オーダーロゴとの違いは、クライアントとのやりとりをあまり必要としないので価格上限はオーダーロゴよりはかなり安い設定です。
料金設定も5000円から5万くらいまで。安くてもいいロゴデザインがあれば、高くてもクオリティの低いロゴデザインも存在します。見て選べるのでデザインクオリティを確認できます。
販売ロゴを選ぶ場合に気をつける点がひとつあります。それはヤフーやグーグルの画像検索に出てこないロゴを選ぶということです。画像検索に出てくるロゴはいろいろな人が参考にするので類似ロゴが増えてしまう可能性が出てきます。例えば人をモチーフにしたロゴを選んだときに、一度画像検索で「ロゴ 人」と入れてそのロゴが出てこないかを確認する必要があります

なぜ、ロゴの料金にかなり差が出てしまうのか?

これはロゴを制作する環境でも大きく変わりますがその中でも「人件費」の割合が大きいです。人件費はロゴの制作に関わっている人の一人辺りの時間給です。

ロゴをゼロから作り出すのに何人でどのくらい時間がかかったかということです。

クオリティの算出は様々ですが「時間をかければ、より良いものを作り出せる」のは通例です。
パッといいアイデアが閃いてすぐにできるという場合もありますが、やはりクオリティを上げるにはそれなりの時間と労力が必要になってきます。クオリティーは「デザイナー自身」に依存しますが、同じデザイナーの作品でもクオリティーの低い高いは存在します。先ほども書いているように、ロゴのデザインにかける時間と労力によってハッキリとクオリティに差が出ます。

クオリティの高いロゴと低いロゴが存在する理由。

一言で言ってしまうとデザイナーの「センスと労力」の違いになります。

センスとはデザイナーのアイデア力。労力は制作時間です。

ロゴのクオリティは『デザイナーのセンスとスキル』+『制作にかける時間と労力(コスト)』によってかなり変わります。

時間と労力(コスト)をかけた分だけクオリティが高くなるのは当たり前です。ロゴのデザイン完成度を上げる作業が「コストをかける」ということです。
デザイナーのスキルは「デザイナーの個性とセンス」「デザイナーの技術」です。

デザイナーの個性とセンスは、ロゴのアイデアの部分で「ロゴ制作において最も重要なポイント」です。

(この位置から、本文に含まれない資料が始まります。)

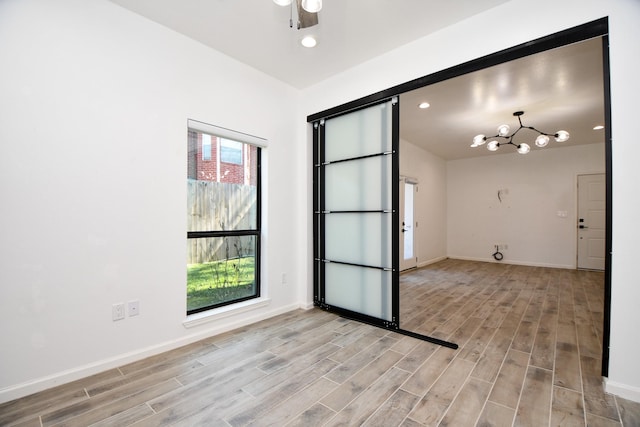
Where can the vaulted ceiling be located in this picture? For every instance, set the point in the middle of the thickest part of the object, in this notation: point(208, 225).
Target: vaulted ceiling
point(557, 89)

個性豊かなデザイナー、発想力の高いデザイナーであれば、独自のデザイン感を展開させて様々なロゴのデザインを産み出す力があります。デザイナーの技術は、アイデアを形にする技術です。例えば、同じ材料で同じ料理を作ったとしても美味しさは違います。それは材料の切り方だったり、火の入れ方だったり、味付けのタイミングであったり・・・全く同じ材料なのに、作り手によって変わるのが技術にあたります。私の弟は、宮内庁の園遊会で助っ人として料理を作ったりしている日本料理のプロですが、もし自分が同じ材料で料理しても天と地ほどの差ができるのは容易に想像できます。これと同じでロゴのデザインもデザイナー(作り手)のスキルに大きく依存します。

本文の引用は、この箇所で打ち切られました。